後から登録された商標権によって、歴史ある名称が使えなくなった事例
こんにちは、高田馬場で特許事務所を共同経営しているブランシェの弁理士 高松孝行です。
最近、頻繁に相談される商標案件と同様な事件が報道されているので、今回はそのことを書きたいと思います。
皆さん、「小説家(ライター)になろう講座」という市民講座を知っていますか?
私は、この事件が報道されるまで知らなかったのですが、1997年4月から開催されている市民講座だそうです。プロの小説家などを講師に迎え、受講生が提出する作品をテキストにして講評やトークショーを行っている講座のようです。
(2016年4月9日にネットで検索したところ、「小説家(ライター)になろう講座」ではなく、「山形小説家・ライター講座」になってました。今回の問題の影響かもしれません。)
実は、この講座の事務局に対し、2013年に「小説家になろう」という商標権を取得した大阪の企業から、その講座名の使用差止を求められたようです。
(指定商品・役務は、セミナーの企画・運営又は開催等になってます)
この大阪の会社は、「小説家になろう」という国内最大級の小説投稿サイトを運営しており、約39万作品がそのサイトに掲載されています(2016年4月現在)。
(ちなみに、この小説投稿サイトからプロの小説家が何人も輩出されているそうで、小説家の”たまご”にとっては素晴らしいサイトではないでしょうか?)
この会社の行為に対して、ネット上では「もはや言葉狩りじゃん。これから作家を目指そうというやつが、これでいいのかな」等とさまざまな批判が出ているようです。
しかし、商標権者からすると、これは当然の行為となります。
商標法では、商標登録された商標であっても、多数の者に使われた結果、普通名称※1や慣用商標※2になってしまうと、その商標権に基づく権利行使(差止請求・損害賠償請求)を行えなくなってしまう条項があるのです(商標法26条1項)。

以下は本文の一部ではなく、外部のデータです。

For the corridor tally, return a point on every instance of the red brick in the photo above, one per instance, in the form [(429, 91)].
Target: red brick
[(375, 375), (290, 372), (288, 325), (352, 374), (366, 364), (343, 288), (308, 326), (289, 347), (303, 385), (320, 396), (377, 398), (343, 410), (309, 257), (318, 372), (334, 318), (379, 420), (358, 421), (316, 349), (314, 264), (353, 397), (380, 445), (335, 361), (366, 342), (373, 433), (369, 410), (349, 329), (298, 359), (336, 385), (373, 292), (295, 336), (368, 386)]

(なお、「もはや言葉狩りじゃん。」という認識は間違っていますので、注意してください。商標は”言葉”を独占できるというものではありません。これについては、以前のブログを参照してください。)
「小説家になろう」という名称について使うなと言われたくなかったのであれば、大阪の企業よりも先に商標を取得しておけば良かったのです(商標権取得は、早い者勝ちの世界です)。
商標権を取得する費用は、使っていた名称が使えなくなって、新たな名称に変更しなければならなくなったことと比較して非常に安いです。
(今回のケースでは当てはまらないかもしれませんが、名称を変更すると、名称変更を知らせるための宣伝費や、社名であれば名刺・表札・パンフレット代など、多額の費用がかかります。)
社名が商標権侵害になるとの警告書を受けたという相談や、似たような名前の会社が出てきたので商標を取得しようとしたら、すでにその社名が登録されていたという相談が多くなってきております。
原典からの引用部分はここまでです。